Por cierto, es verdad que, acerca de ella –de la naturaleza–, Hegel ha afirmado que su “muerte es la vida del espíritu”, pero no por el hecho de ser lo que hoy se definiría como un “antiecologista”, sino, todo lo contrario, por ser crítico de las “abstracciones reales” o verdades a medio camino que caracterizan el modo de producción propio del entendimiento abstracto. En tiempos de pandemia, la expresión hegeliana debe ser comprendida adecuadamente, con el fin de ofrecer una definición capaz de trascender las limitaciones trazadas rígidamente por el sistema de representaciones –la ideología, precisamente– que ha terminado por producir no solo el desgarramiento de la humanidad con el entorno natural sino, además, generar daños pandémicos, como el que hoy amenaza seriamente tanto la vida de la naturaleza como la vida social. La denuncia de Hegel frente a los dualismos de Descartes, de Leibniz o de Kant, la estructura de la “forma-mercancía” que subyace en el interior de esas especulaciones, son sustentos metafísicos plenamente vigentes del actual sistema de racionalidad instrumental, lo que permite comprender la lógica ontológica que traspasa y posibilita el reconocimiento inmanente de naturaleza y espíritu.. La naturaleza es presentada, al final de la Ciencia de la Lógica, como “el despedirse de sí de la idea de una naturaleza contrapuesta”, el íntimo contenido lógico de lo natural, justamente lo que exige el profesor Betancourt cuando exhorta a llevar adelante un modelo de desarrollo mundial sustentado en una “economía descarbonizada”.

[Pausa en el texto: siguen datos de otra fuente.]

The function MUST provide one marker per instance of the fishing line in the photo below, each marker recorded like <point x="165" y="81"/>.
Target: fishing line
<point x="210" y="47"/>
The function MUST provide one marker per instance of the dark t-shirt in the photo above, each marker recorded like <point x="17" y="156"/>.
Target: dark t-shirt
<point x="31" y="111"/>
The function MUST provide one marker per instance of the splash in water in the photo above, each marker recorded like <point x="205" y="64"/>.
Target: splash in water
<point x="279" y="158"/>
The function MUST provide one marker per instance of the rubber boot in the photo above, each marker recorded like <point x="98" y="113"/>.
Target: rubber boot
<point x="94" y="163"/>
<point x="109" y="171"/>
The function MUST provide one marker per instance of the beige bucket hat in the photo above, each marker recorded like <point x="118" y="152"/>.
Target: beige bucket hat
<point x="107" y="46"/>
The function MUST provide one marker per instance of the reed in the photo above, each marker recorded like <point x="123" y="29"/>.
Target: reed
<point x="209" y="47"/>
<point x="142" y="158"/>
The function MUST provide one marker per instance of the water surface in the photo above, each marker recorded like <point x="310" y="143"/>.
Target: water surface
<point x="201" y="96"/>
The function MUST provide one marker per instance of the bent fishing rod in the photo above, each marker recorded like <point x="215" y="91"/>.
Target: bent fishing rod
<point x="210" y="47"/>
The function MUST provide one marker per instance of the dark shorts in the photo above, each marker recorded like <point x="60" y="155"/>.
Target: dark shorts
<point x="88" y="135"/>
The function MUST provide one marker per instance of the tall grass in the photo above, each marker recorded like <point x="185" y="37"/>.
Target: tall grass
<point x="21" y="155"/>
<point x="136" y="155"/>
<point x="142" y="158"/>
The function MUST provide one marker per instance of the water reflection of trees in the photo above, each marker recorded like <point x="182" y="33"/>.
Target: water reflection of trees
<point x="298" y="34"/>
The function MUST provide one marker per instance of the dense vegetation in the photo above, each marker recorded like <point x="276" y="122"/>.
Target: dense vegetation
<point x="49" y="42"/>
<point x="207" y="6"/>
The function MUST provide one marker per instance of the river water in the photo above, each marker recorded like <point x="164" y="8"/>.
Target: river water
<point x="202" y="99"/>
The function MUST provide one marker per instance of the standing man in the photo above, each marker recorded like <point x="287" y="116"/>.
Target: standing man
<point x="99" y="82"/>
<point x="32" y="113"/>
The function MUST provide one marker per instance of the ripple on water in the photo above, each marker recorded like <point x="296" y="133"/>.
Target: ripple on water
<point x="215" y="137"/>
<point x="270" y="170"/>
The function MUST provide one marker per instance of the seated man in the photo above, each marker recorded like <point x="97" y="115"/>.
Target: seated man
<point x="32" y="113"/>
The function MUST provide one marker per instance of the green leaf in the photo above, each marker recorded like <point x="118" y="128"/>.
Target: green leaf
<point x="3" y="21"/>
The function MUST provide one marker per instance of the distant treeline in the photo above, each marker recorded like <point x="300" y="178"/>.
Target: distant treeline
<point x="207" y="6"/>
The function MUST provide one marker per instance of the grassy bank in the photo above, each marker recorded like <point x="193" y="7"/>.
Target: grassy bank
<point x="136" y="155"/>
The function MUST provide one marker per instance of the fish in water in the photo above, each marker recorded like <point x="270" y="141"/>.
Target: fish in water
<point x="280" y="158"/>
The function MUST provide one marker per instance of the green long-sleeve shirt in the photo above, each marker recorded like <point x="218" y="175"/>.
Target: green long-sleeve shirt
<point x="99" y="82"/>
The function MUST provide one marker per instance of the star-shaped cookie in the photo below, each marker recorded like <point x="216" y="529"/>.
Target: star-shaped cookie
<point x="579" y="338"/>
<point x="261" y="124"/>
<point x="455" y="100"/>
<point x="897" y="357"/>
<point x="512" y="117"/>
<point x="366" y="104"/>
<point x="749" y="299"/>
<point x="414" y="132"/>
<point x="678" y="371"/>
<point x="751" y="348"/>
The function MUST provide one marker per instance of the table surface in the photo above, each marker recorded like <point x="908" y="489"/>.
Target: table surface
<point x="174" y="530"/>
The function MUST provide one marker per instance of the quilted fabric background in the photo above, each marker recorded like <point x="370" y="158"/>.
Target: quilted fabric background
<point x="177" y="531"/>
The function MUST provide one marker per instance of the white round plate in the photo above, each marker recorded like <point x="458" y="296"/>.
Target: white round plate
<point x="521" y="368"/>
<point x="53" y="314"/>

Es verdad que Slavoj Zizek es, respecto del quehacer filosófico, similar a un elefante paseándose por los estrechos pasillos de una tienda que exhibe en sus estanterías delicadas porcelanas, y que tanto su ideal de “comunismo reinventado”, como sus llamados nostálgicos de vuelta a la burocracia socialista, no solo son poco consistentes desde la perspectiva histórico-filosófica, sino que son la prueba viviente de la presencia de sedimentaciones proféticas, de una arcana mística ortodoxa, en sus ensayos. Y sin embargo, su propuesta de crear conciencia de la necesidad, de establecer una coordinación global, con un consensuado “enfoque colectivo e integral”, que involucre a “todas las maquinarias gubernamentales” del planeta, es, de suyo, un paso decisivo en la construcción de los fundamentos de la sociedad mundial que se viene con el nuevo siglo. La sociedad que quedará tras la peste tendrá que aprender a vivir con el recuerdo de sus miserias y fracasos. La historia enseña sus lecciones. Queda de parte de la humanidad aprenderlas o ignorarlas.